도 58은, 태스크들 (T140, T150, T160, T170, T180, T410, T420, T430, T510, T530, T610, T630, 및 T640) 을 포함하는 일 구성에 따라 재생된 오디오 신호를 프로세싱하는 방법 (M220) 의 흐름도를 도시한다. 태스크 (T610) 는 (예를 들어, 잡음 기준 (S30), 서브대역 필터 어레이 (SG30), 및 등화기 (EQ100) 를 참조하여 여기에 설명된 바와 같이) 현재 프레임 서브대역 전력 추정치들을 획득하도록 바이쿼드 서브대역 필터들을 통해 멀티채널 감지된 오디오 신호로부터 잡음 기준을 프로세싱한다. 잡음 기준의 서브대역들 각각에 대해, 태스크 (T630) 는 (예를 들어, 서브대역 전력 추정치 계산기 (EC120) 를 참조하여 상술된 바와 같이) 시간에서의 평활화된 전력 추정치를 업데이트한다. 태스크들 (T430 및 T630) 에 의해 생성된 서브대역 전력 추정치들에 대해, 태스크 (T640) 는 (예를 들어, 최대화기 (MAX10) 를 참조하여 상술된 바와 같이) 각각의 서브대역에서 최대 전력 추정치를 취한다. 재생된 오디오 신호가 음성 활성도를 현재 포함한다는 표시에 응답하여 방법 (M220) 을 수행하는 것이 바람직할 수도 있다.58 illustrates a method of processing a reproduced audio signal in accordance with one configuration including tasks T140, T150, T160, T170, T180, T410, T420, T430, T510, T530, T610, T630, and T640 ( A flow chart of M220 is shown. Task T610 is configured to obtain current frame subband power estimates (eg, as described herein with reference to noise reference S30, subband filter array SG30, and equalizer EQ100). Quad subband filters process the noise reference from the multichannel sensed audio signal. For each of the subbands of the noise reference, task T630 updates the smoothed power estimate in time (eg, as described above with reference to subband power estimate calculator EC120). For the subband power estimates generated by tasks T430 and T630, task T640 is the maximum power estimate in each subband (eg, as described above with reference to maximizer MAX10). Take It may be desirable to perform the method M220 in response to an indication that the reproduced audio signal currently includes voice activity.

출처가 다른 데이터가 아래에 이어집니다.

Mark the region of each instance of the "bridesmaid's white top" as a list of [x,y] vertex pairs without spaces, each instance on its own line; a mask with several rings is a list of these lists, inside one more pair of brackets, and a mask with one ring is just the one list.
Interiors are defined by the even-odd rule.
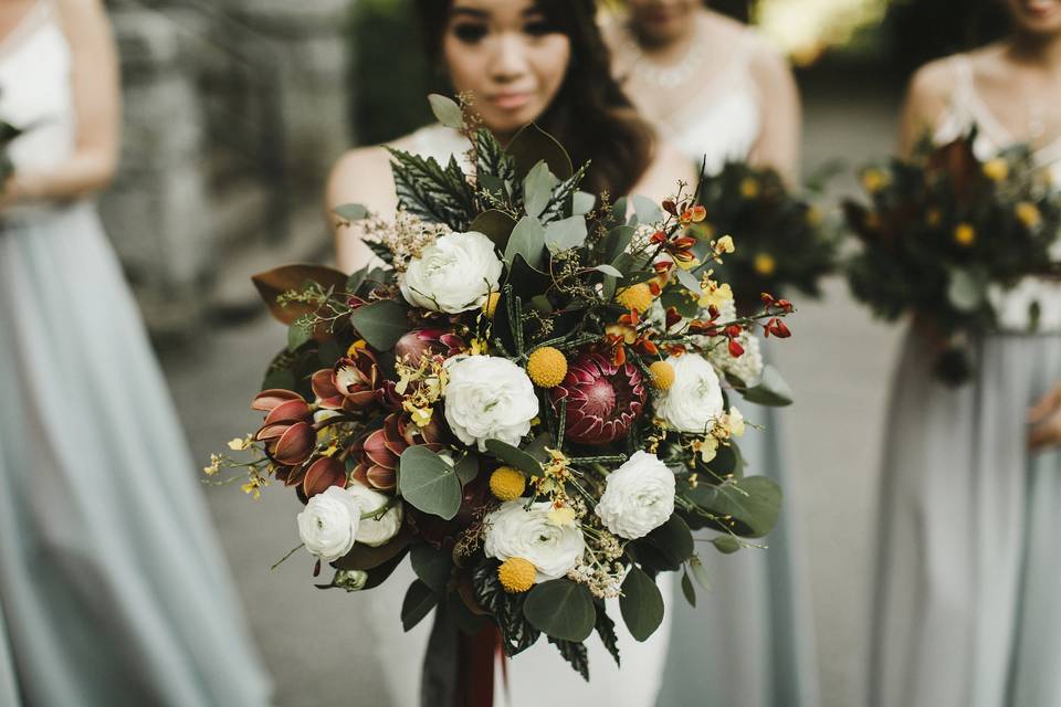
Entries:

도 59a는 태스크들 (T810, T820, 및 T830) 을 포함하는 일반적인 구성에 따라 재생된 오디오 신호를 프로세싱하는 방법 (M300) 의 흐름도를 도시하며, 오디오 신호들을 프로세싱하도록 구성된 디바이스 (예를 들어, 여기에 개시된 통신 및/또는 오디오 재생 디바이스의 다수의 예들 중 하나) 에 의해 수행될 수도 있다. 태스크 (T810) 는 (예를 들어, SSP 필터 (SS10) 를 참조하여 상술된 바와 같이) 소스 신호 및 잡음 기준을 생성하도록 멀티채널 감지된 오디오 신호에 대해 지향성 프로세싱 동작을 수행한다. 태스크 (T820) 는 (예를 들어, 등화기 (EQ10) 를 참조하여 상술된 바와 같이) 등화된 오디오 신호를 생성하도록 재생된 오디오 신호를 등화시킨다. 태스크 (T820) 는, 잡음 기준으로부터의 정보에 기초하여, 재생된 오디오 신호의 적어도 하나의 주파수 서브대역을 재생된 오디오 신호의 적어도 하나의 다른 주파수 서브대역에 대해 부스팅시키는 태스크 (T830) 를 포함한다.FIG. 59A shows a flowchart of a method M300 for processing a reproduced audio signal in accordance with a general configuration including tasks T810, T820, and T830, including a device configured to process audio signals (eg, herein One of a number of examples of the communication and / or audio playback device disclosed in FIG. Task T810 performs a directional processing operation on the multichannel sensed audio signal to generate a source signal and a noise reference (eg, as described above with reference to SSP filter SS10). Task T820 equalizes the reproduced audio signal to produce an equalized audio signal (eg, as described above with reference to equalizer EQ10). Task T820 includes task T830 for boosting at least one frequency subband of the reproduced audio signal to at least one other frequency subband of the reproduced audio signal based on the information from the noise reference. .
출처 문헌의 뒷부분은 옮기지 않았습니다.